Since 15/10/2018, for the vast majority of data capture intervals, the below has applied

  • where Lazywrites per second is greater than 1.

  • Page life expectancy also is normally very high. We do have instances where the value drops during the morning which we know about (4AM), however with the odd exception, we are almost always above the suggested threshold 7500s (Memory/4)*30.

  • Buffer Cache Hit Ratio also is very healthy at or around 99%.

  • Finally, we have had very few if any memory related waits, Resource_Semaphore is at 0 seconds and CMEM_THREAD has accumulated 60seconds since 27/10/2018.

  • Values for Memory grants pending is 0 and Memory grants Outstanding is 1 with data collected since 27/10/2018.

These factors, in my opinion rule out memory pressure being an issue but I can't seem to explain the strange spikes with regards to writes per second. In my opinion, it's related to our database design. We do have extremely wide tables which can be inserted/updated/deleted to frequently. We also have many wide indexes with inefficient data types.

From the data and graphs I've provided, are there any signs of what they high writes is attributed to or are there any metrics I can use to explain the spikes?

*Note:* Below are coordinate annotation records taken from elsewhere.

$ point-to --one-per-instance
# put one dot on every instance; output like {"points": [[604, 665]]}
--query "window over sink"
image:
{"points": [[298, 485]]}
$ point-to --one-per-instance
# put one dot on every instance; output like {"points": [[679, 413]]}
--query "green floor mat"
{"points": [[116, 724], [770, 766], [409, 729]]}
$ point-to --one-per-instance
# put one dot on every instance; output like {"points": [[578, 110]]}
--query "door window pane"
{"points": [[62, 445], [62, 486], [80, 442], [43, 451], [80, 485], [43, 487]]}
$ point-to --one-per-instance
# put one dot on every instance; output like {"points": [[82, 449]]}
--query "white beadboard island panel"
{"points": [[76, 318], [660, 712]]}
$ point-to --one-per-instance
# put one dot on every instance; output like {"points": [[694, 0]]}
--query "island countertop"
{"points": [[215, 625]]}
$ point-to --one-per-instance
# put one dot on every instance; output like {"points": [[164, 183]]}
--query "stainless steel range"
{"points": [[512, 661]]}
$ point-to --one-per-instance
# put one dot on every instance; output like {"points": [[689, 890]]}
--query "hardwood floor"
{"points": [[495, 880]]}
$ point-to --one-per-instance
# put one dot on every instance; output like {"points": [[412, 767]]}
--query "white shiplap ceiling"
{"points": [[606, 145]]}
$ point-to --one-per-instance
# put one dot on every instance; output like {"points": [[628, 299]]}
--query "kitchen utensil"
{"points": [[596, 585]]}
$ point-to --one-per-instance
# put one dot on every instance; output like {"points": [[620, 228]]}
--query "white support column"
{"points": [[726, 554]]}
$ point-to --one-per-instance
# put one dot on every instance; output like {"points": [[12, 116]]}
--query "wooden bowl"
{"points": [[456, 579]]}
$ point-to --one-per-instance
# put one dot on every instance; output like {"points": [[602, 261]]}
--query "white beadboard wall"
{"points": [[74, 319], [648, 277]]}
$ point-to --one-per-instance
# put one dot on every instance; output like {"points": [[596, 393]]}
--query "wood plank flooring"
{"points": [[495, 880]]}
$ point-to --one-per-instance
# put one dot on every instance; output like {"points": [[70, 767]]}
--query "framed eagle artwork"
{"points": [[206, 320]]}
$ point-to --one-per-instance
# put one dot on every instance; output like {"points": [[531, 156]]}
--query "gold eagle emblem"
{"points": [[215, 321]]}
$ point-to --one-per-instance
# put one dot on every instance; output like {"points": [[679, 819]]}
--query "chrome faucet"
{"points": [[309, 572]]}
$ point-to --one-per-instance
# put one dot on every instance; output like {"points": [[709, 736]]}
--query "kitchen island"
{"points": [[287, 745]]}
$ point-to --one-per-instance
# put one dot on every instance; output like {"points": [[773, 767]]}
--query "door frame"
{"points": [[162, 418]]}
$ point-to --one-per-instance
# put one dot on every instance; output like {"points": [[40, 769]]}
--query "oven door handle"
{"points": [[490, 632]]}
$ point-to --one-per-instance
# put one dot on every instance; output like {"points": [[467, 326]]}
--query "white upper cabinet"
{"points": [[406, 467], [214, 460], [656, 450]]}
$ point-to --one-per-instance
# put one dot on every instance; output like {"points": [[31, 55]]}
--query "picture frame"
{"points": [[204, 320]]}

enter image description here
enter image description here
enter image description here

Version:

Microsoft SQL Server 2014 (SP2-GDR) (KB4019093) – 12.0.5207.0 (X64)
Jul 3 2017 02:25:44 Copyright (c) Microsoft Corporation Standard
Edition (64-bit) on Windows NT 6.3 (Build 9600: ) (Hypervisor)

Data Source

  • The graphs above are taken from solarwinds, the data I assume is collected from sys.dm_os_performance_counters
  • All other counter data which I have references is derived from sys.dm_os_performance_counters, captured at periodic intervals with the wait stats taken from sys.dm_os_wait_stats.

Thanks

Best Answer

Start with the open source sp_BlitzCache (disclaimer: I'm the maintainer of the project.) It's a script that analyzes your cached execution plans to find the most resource-intensive ones, and then tells you about design issues in those queries. You don't have to set anything up in advance - just install sp_BlitzCache and then run it:

sp_BlitzCache @SortOrder = 'writes'

Scroll across the result sets until you get to the "Writes" columns:

sp_BlitzCache @SortOrder = 'writes'

That'll show you which queries are doing the most writes. You can scroll back across to the left to see the queries, their execution plans, and their anti-pattern warnings, and then work with your developers to improve them. (Or they might be totally normal: for example, based on your metrics, this might just be a case of someone logging data to tables.)